Fulacht fia, Ballyshonock, Co. Cork
Co. Cork |
Settlement Sites
A low mound sitting quietly in a Cork pasture, roughly fifty metres east of a stream, is the kind of thing most walkers would step over without a second thought.
What it actually represents is one of the most persistent and widespread features of the Irish Bronze Age landscape: a fulacht fia, essentially the remains of an ancient outdoor cooking site. The mound itself is composed of burnt and fire-cracked stone, the accumulated debris of repeated heating, and a slight depression to its west-southwest is thought to mark where a water trough once sat, the central working element of the whole operation.

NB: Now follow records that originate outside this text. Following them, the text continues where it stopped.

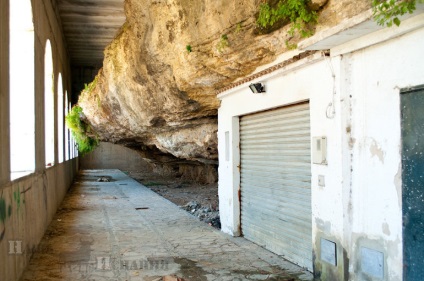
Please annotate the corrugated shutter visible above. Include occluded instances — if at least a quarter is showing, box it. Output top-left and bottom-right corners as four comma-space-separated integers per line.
240, 103, 312, 270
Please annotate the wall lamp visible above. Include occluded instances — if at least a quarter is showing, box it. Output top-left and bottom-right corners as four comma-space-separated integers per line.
249, 83, 265, 94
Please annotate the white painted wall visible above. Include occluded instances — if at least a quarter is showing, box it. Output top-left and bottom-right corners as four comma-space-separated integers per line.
218, 13, 424, 280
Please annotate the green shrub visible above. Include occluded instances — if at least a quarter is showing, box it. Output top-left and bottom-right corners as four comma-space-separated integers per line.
257, 0, 318, 37
216, 34, 230, 53
372, 0, 424, 27
65, 105, 99, 155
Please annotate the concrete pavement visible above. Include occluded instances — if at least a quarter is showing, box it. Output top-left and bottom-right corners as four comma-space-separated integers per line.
21, 170, 312, 281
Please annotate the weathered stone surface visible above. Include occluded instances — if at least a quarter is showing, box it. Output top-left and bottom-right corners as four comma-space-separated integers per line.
79, 0, 370, 179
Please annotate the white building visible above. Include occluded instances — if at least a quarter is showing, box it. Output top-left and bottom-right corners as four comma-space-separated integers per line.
218, 8, 424, 280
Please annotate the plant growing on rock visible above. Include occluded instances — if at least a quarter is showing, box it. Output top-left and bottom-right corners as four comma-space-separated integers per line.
257, 0, 318, 37
372, 0, 424, 27
216, 34, 230, 53
65, 105, 99, 155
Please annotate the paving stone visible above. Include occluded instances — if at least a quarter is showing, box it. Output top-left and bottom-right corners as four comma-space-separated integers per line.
22, 170, 312, 281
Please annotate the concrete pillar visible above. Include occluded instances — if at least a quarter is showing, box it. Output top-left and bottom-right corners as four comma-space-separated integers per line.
0, 0, 10, 185
33, 19, 46, 172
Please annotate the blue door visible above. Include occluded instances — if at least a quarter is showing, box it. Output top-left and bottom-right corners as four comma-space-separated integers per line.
401, 86, 424, 281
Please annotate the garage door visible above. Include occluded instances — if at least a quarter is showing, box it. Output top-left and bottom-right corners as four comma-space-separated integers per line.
240, 100, 312, 270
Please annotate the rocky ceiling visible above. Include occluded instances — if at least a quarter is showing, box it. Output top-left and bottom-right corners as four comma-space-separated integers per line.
56, 0, 125, 69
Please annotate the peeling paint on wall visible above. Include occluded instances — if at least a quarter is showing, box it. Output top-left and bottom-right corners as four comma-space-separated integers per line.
393, 161, 402, 209
381, 222, 390, 236
370, 139, 386, 164
0, 192, 12, 242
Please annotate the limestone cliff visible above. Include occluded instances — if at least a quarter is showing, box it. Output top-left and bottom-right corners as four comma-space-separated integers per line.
79, 0, 371, 182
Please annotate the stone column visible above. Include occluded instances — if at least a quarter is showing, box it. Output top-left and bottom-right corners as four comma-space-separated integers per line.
0, 0, 10, 184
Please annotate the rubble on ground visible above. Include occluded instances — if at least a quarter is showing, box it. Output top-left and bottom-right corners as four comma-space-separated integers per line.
180, 201, 221, 229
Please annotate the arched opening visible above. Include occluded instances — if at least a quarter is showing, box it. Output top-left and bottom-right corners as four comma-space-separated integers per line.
57, 73, 65, 163
9, 0, 35, 180
65, 91, 71, 160
44, 40, 54, 167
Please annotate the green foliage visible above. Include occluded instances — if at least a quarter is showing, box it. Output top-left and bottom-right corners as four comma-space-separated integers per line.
257, 0, 318, 37
65, 105, 99, 155
372, 0, 424, 27
83, 76, 97, 94
235, 22, 243, 33
285, 40, 297, 50
216, 34, 230, 53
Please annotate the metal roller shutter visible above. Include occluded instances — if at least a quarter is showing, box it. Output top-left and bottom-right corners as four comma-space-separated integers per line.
240, 100, 312, 270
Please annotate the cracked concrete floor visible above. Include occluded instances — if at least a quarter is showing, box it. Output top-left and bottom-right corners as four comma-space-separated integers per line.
21, 170, 312, 281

The typical fulacht fia worked on a straightforward principle. Stones were heated in a fire and then dropped into a trough, usually timber-lined and filled with water, bringing the water to a boil without direct contact with flame. Meat could then be cooked, and experiments in experimental archaeology have shown the method is surprisingly efficient. The characteristic horseshoe-shaped mound of discarded, shattered stone that builds up around such sites is what most often survives, and Ireland has thousands of them, the majority dating to the second millennium BC. At Ballyshonock, the mound has been partially cut by a passageway at some point, which has disturbed part of the accumulated burnt material, though enough remains to read the basic shape of the site. The proximity to a stream would have been no accident; reliable water was the whole point, and fulachtaí fia are found near watercourses with a consistency that amounts to a rule.